For a moment he thinks they’re going to beat him to death right here in the lodge. But they don’t. Instead they bind him hand and foot and drag him outside, where three horses are tethered, grazing patiently. Dunstan throws him bodily over the back of the nearest, like the spoils of a day’s hunting. Then they set off on a swaying, lurching journey that Nicholas assumes is going to end somewhere his body will be left to the foxes and the worms, just like Finney’s. Just like Tanner’s will be, soon.
In fact it ends at Cleevely House. In a deep cellar. In darkness. Where they throw him down and leave him to fitful dreams of a mad-eyed boy with a lolling head, who dances like a Bankside bear on the end of its chain.
10
Nicholas wakes to the sound of the cellar door opening and a woman’s voice calling his name. The darkness is absolute. For a moment he thinks: they’ve killed me while I slept; the voice I hear is Eleanor’s. Then he feels the ache deep in his bones and the cold, hard bite of the cobbles against his back and knows he’s very much alive. But how long he’s been asleep, or whether it’s day or night, he cannot tell.

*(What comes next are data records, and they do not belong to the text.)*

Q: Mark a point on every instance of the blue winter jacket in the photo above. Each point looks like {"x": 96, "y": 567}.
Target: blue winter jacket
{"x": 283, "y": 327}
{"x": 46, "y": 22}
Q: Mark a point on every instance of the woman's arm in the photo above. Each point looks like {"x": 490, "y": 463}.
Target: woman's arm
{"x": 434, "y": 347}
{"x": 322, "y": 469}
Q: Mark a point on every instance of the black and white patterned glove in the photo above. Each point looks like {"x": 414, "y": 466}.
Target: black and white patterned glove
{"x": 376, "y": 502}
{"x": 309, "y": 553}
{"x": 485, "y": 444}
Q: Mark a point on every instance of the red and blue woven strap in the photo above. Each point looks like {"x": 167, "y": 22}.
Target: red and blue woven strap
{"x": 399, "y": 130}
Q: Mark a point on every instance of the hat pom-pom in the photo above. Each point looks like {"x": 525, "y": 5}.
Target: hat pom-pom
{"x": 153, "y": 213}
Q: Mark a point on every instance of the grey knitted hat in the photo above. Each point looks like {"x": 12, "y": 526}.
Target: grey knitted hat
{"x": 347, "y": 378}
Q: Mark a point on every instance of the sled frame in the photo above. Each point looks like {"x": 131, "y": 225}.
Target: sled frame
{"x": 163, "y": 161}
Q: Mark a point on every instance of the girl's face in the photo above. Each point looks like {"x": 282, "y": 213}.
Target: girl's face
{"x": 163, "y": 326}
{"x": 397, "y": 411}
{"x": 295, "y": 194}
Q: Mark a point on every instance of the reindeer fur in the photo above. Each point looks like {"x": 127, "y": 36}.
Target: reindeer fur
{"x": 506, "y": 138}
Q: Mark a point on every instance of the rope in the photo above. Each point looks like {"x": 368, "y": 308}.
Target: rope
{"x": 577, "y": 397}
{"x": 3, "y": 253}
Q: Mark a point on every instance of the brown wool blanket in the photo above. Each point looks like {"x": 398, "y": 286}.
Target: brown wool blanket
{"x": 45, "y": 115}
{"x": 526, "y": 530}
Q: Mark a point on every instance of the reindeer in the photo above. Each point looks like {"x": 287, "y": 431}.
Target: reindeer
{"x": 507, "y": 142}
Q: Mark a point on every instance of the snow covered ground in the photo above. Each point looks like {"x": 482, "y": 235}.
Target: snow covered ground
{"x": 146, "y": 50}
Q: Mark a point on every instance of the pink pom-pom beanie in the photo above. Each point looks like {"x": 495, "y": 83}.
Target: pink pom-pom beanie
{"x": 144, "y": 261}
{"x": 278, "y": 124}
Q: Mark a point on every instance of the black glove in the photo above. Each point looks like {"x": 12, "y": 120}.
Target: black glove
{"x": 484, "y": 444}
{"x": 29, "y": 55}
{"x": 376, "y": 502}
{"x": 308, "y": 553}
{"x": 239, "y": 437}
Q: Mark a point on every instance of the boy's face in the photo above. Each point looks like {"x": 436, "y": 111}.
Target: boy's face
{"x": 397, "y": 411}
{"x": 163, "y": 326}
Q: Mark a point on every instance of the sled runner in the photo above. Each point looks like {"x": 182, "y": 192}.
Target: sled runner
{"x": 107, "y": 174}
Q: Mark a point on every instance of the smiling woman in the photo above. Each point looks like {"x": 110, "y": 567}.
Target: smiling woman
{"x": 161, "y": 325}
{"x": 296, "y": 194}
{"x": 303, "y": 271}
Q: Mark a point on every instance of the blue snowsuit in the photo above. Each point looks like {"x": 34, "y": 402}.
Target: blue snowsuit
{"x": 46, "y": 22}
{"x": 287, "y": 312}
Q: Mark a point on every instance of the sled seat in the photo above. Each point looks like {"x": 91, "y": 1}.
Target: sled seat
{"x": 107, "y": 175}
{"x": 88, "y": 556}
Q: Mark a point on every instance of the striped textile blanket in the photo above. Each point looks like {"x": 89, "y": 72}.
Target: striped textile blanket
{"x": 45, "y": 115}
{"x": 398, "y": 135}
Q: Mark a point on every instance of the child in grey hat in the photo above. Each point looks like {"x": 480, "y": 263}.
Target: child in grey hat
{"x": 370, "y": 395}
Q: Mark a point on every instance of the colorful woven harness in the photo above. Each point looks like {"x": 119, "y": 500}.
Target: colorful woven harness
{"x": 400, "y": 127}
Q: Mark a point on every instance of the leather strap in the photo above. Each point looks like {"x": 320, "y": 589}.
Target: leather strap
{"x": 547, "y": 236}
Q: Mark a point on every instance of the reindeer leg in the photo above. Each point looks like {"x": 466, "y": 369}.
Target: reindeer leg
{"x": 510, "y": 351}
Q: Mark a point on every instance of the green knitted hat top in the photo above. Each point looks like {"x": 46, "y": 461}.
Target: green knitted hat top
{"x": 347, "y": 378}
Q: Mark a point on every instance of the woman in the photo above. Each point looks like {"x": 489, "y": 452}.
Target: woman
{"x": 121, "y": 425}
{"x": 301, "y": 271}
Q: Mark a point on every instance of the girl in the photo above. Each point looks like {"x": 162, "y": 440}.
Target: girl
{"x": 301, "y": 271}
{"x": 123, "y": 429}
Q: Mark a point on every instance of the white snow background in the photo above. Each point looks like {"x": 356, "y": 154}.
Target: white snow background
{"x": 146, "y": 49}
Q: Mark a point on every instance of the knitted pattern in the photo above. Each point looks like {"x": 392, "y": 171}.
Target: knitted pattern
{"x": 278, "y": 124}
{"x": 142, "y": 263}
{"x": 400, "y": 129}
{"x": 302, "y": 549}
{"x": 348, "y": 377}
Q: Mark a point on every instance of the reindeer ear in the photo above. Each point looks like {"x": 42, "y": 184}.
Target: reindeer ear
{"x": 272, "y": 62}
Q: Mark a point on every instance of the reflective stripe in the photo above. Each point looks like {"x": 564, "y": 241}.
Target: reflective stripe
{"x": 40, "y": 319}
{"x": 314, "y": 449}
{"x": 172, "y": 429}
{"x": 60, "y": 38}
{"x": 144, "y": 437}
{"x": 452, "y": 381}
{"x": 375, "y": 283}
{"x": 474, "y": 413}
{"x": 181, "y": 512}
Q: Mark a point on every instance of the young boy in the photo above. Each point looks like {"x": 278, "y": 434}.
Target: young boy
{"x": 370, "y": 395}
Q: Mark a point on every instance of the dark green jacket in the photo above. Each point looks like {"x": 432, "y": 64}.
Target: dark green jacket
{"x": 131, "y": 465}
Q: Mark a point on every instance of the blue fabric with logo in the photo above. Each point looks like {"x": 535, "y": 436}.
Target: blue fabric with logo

A brilliant light flares above and to the right of him, then descends, sloping through the blackness. Before he can make his eyes function properly, Isabel Lowell is standing over him. She’s not so finely dressed as the last time he saw her: just a plain brown kirtle. And her auburn hair is worn loose. Lit by the glare of the burning torch, her round face takes on a pallid, pinkish hue. She reminds him of a creature born to live her life underground, without need of light. With her right hand she clutches the crucifix at her bloodless throat. Nicholas gets a shadowy impression of someone standing just behind her – a Cleevely servant, his fist gripping the shaft of the burning flambeau, his shadowy arm connecting the light with the darkness.
‘Master Shelby, I urge you to deal openly with me,’ she says, leaning down to untie Nicholas’s bonds. The crucifix swings gently before his eyes, mesmerizing against her pale flesh. He can smell a cold, acidic perfume on her that makes him think of flowers slowly dying on an altar. Bianca could no doubt tell him what type, but he can’t see how he might survive to describe it to her.